Challenger’s funds-management business comprises Fidante, a business that takes minority interests in separately branded funds-management firms. Challenger provides distribution, administration and business support to Fidante-affiliated firms, leaving managers of those firms to focus on managing investment portfolios. Fidante has a good mix of investment managers. Over three years, 80% of funds held through Fidante have outperformed their benchmark index.4
Shares in Challenger, (ASX: CGF), rallied from 2010 to 2017 (see Chart 1 below) as its funds under management grew more than threefold during that period.5 Challenger benefited from higher interest rates in the previous decade that supported annuities demand. The market liked Challenger’s dominant position in annuities, and its leverage to an ageing population and mandated growth in retirement savings.
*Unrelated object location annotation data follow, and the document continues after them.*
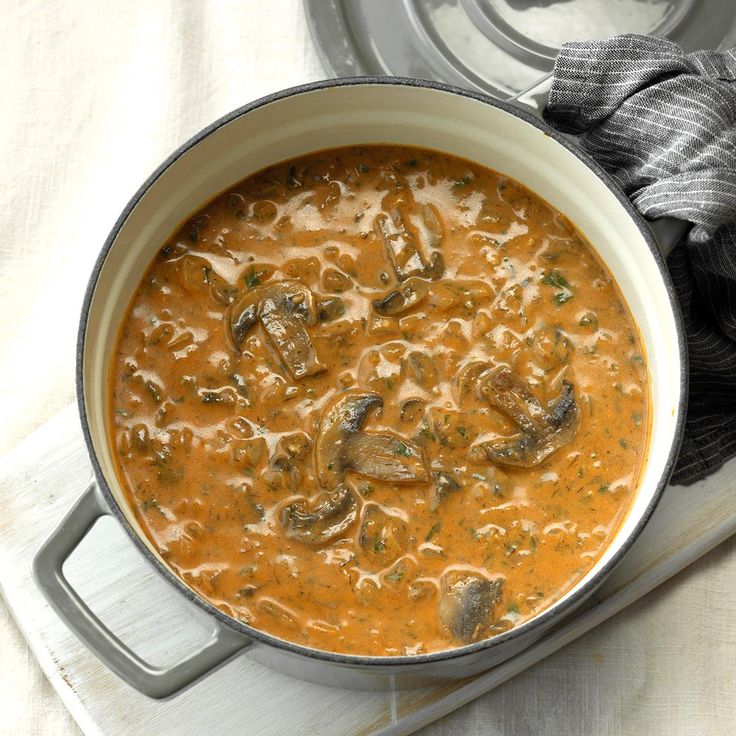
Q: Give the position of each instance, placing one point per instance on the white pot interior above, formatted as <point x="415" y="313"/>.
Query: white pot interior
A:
<point x="381" y="113"/>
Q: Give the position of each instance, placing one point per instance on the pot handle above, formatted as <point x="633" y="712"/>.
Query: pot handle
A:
<point x="155" y="682"/>
<point x="667" y="231"/>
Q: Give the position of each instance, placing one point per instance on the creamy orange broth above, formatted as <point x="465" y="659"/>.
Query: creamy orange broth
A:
<point x="414" y="534"/>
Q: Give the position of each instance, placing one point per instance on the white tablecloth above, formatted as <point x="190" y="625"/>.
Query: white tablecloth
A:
<point x="95" y="93"/>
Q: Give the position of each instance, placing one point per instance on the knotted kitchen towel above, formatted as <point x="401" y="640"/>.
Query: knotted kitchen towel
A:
<point x="663" y="124"/>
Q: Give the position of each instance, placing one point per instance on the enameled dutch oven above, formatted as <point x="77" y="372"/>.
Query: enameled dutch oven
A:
<point x="501" y="136"/>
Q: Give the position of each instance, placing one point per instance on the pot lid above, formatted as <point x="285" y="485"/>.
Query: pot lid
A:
<point x="500" y="47"/>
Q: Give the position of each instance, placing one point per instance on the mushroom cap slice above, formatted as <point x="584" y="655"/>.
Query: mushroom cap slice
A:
<point x="285" y="308"/>
<point x="321" y="521"/>
<point x="467" y="602"/>
<point x="542" y="430"/>
<point x="386" y="457"/>
<point x="343" y="417"/>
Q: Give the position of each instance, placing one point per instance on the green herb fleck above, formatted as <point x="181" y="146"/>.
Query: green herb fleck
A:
<point x="555" y="278"/>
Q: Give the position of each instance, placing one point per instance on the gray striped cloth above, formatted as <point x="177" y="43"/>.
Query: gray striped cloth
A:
<point x="663" y="124"/>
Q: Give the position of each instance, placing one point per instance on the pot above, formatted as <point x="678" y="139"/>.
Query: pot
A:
<point x="285" y="125"/>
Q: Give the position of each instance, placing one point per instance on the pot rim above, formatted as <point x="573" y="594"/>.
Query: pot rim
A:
<point x="545" y="617"/>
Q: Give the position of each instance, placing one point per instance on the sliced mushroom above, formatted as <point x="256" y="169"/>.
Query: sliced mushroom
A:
<point x="445" y="483"/>
<point x="542" y="430"/>
<point x="403" y="251"/>
<point x="467" y="602"/>
<point x="285" y="308"/>
<point x="329" y="516"/>
<point x="402" y="298"/>
<point x="330" y="308"/>
<point x="386" y="457"/>
<point x="411" y="409"/>
<point x="343" y="417"/>
<point x="340" y="445"/>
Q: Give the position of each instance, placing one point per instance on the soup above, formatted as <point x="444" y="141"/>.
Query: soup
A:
<point x="379" y="400"/>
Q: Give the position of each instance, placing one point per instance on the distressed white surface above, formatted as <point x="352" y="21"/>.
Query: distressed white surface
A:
<point x="43" y="476"/>
<point x="95" y="94"/>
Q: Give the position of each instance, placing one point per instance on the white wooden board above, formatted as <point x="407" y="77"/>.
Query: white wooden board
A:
<point x="42" y="477"/>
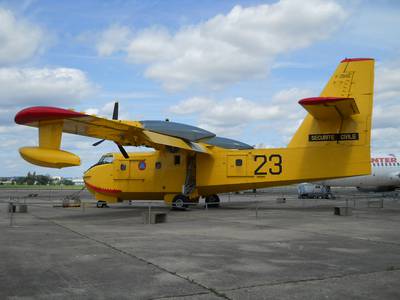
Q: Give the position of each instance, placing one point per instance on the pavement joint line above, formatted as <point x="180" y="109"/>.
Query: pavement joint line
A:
<point x="192" y="281"/>
<point x="317" y="233"/>
<point x="180" y="296"/>
<point x="311" y="279"/>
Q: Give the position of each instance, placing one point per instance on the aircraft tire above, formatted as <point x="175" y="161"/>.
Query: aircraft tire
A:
<point x="212" y="201"/>
<point x="180" y="202"/>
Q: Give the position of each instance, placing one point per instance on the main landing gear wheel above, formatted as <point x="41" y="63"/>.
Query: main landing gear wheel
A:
<point x="180" y="202"/>
<point x="101" y="204"/>
<point x="212" y="201"/>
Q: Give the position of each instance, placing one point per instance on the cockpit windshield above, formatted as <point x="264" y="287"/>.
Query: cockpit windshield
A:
<point x="106" y="159"/>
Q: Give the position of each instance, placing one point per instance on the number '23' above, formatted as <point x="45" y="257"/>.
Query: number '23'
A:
<point x="276" y="161"/>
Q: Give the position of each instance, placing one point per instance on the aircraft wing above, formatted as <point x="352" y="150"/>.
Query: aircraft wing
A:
<point x="125" y="133"/>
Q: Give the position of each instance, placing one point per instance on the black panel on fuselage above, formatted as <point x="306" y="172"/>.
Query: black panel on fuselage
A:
<point x="183" y="131"/>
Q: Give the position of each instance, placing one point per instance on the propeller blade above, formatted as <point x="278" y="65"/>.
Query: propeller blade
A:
<point x="123" y="151"/>
<point x="115" y="112"/>
<point x="98" y="143"/>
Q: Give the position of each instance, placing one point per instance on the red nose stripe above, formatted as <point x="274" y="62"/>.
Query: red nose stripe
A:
<point x="43" y="113"/>
<point x="102" y="190"/>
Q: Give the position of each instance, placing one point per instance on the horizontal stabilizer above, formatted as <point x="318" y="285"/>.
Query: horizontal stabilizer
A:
<point x="328" y="108"/>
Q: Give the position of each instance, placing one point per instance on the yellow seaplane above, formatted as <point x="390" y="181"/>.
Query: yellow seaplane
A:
<point x="189" y="162"/>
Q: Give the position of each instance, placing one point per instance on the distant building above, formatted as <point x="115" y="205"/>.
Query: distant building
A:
<point x="77" y="181"/>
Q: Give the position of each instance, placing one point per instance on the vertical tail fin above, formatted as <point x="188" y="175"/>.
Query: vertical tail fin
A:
<point x="342" y="114"/>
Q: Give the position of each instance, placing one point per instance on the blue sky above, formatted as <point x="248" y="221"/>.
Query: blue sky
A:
<point x="237" y="68"/>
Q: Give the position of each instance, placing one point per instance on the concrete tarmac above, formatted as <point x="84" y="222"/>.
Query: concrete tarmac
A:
<point x="250" y="248"/>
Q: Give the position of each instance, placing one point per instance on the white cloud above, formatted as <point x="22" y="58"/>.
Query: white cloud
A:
<point x="228" y="48"/>
<point x="20" y="39"/>
<point x="387" y="85"/>
<point x="192" y="105"/>
<point x="42" y="86"/>
<point x="106" y="111"/>
<point x="226" y="117"/>
<point x="112" y="39"/>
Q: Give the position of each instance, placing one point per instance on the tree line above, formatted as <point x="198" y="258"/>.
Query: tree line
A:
<point x="38" y="179"/>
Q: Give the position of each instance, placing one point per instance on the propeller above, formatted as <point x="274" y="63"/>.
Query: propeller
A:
<point x="115" y="117"/>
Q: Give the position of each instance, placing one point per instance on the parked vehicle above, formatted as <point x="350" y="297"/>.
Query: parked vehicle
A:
<point x="314" y="191"/>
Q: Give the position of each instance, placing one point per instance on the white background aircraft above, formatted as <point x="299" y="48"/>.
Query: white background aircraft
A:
<point x="385" y="176"/>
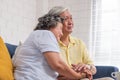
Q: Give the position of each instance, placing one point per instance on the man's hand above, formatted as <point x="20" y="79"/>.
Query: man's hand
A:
<point x="83" y="68"/>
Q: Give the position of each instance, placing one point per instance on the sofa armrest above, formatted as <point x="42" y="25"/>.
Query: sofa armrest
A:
<point x="105" y="71"/>
<point x="11" y="48"/>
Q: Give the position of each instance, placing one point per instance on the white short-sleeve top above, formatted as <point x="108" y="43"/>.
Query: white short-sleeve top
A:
<point x="29" y="61"/>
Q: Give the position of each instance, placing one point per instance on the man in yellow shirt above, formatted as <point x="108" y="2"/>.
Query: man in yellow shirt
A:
<point x="73" y="50"/>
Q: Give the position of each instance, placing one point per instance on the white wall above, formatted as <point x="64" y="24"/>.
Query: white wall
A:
<point x="17" y="19"/>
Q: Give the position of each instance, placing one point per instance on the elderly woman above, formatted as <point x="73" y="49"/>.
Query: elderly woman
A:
<point x="38" y="57"/>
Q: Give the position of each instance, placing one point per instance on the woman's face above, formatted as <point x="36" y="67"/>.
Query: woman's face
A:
<point x="68" y="22"/>
<point x="57" y="31"/>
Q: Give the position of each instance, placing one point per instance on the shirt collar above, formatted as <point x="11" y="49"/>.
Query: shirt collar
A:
<point x="72" y="41"/>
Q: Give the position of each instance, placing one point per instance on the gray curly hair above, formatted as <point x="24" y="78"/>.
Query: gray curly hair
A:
<point x="48" y="21"/>
<point x="57" y="10"/>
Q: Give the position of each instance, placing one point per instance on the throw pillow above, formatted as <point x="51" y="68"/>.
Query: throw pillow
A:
<point x="6" y="68"/>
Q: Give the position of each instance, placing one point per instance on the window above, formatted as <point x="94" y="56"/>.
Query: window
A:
<point x="105" y="32"/>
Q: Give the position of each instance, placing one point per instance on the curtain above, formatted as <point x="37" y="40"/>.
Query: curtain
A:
<point x="105" y="32"/>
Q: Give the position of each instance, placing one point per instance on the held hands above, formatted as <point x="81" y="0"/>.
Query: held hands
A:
<point x="83" y="68"/>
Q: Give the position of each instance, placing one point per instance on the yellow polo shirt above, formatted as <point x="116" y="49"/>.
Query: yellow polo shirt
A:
<point x="76" y="52"/>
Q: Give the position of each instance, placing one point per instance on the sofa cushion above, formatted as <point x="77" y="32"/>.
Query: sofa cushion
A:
<point x="6" y="68"/>
<point x="105" y="71"/>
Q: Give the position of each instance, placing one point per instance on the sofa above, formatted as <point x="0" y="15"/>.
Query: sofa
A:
<point x="102" y="71"/>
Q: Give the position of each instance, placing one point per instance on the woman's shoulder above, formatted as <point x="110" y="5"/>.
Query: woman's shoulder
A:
<point x="77" y="40"/>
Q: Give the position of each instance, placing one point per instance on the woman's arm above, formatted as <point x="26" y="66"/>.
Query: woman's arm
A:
<point x="58" y="65"/>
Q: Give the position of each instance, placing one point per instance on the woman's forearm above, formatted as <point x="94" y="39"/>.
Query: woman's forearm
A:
<point x="59" y="66"/>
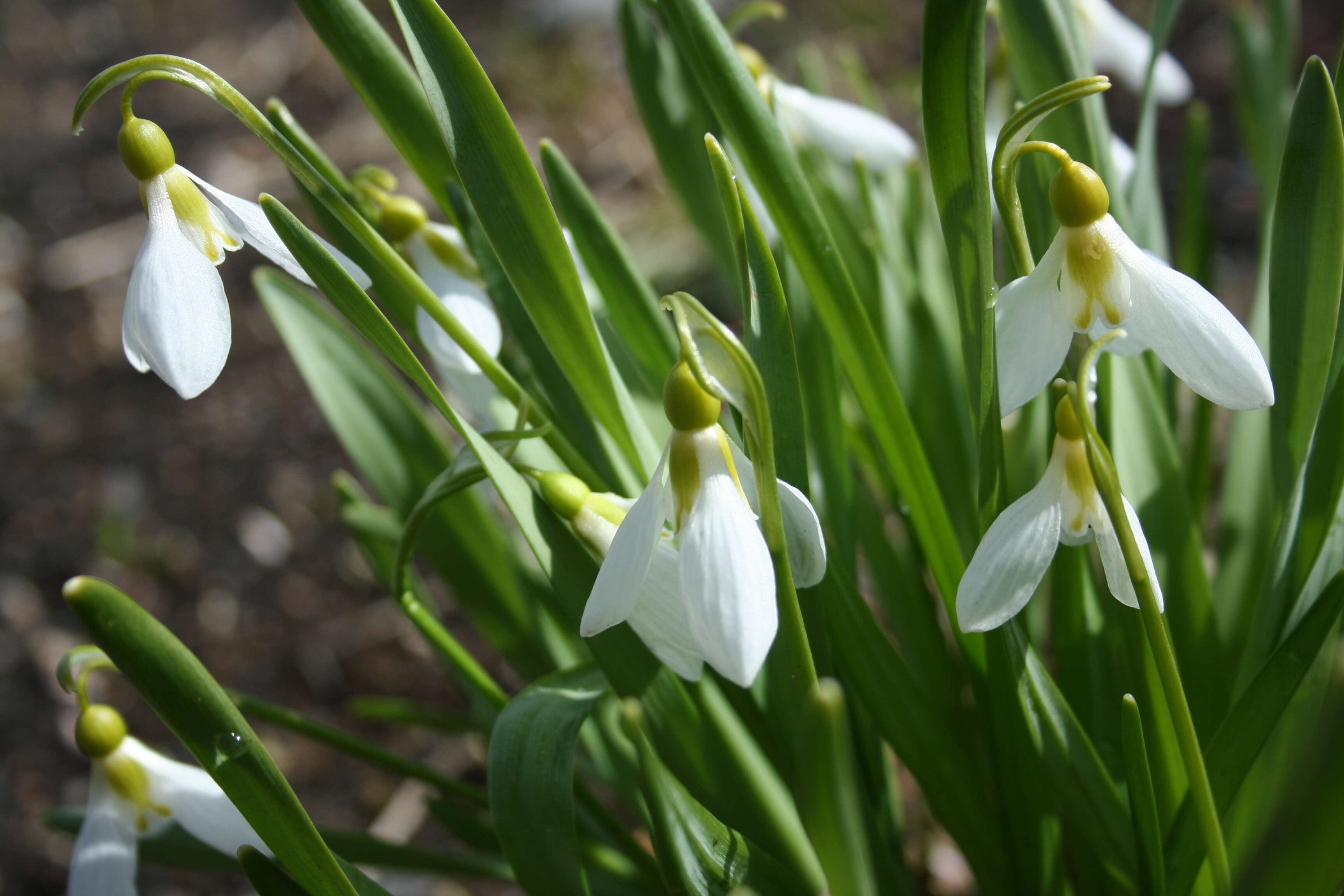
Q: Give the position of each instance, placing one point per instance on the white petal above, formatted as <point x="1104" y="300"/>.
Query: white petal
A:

Chart 1: Challenger share price
But after peaking near $14 in late 2017, Challenger fell below $4 in April 2020. That coincided with the Australian 10-year Bond yield falling from around 3% to below 1%. With interest rates near zero, annuities demand dried up.
Chart 2: Challenger share price since 2018
Lower interest rates affect Challenger’s earnings. It profits from the difference between the investment returns it achieves from investing annuity contributions, and the annuity rates it is bound to pay investors. With interest rates in 2020 well below normal long-term levels, credit spreads (the excess corporate credit yield relative to the Government bond yield) contracted.
At the same time, volatile credit markets during COVID-19 led to the market questioning if Challenger had enough capital to withstand a credit crisis and global recession during the pandemic. As an APRA-regulated entity, Challenger must maintain sufficient capital to honour its obligations to its annuity investors. Spooked by credit concerns, the market sold shares in Challenger first and asked questions later.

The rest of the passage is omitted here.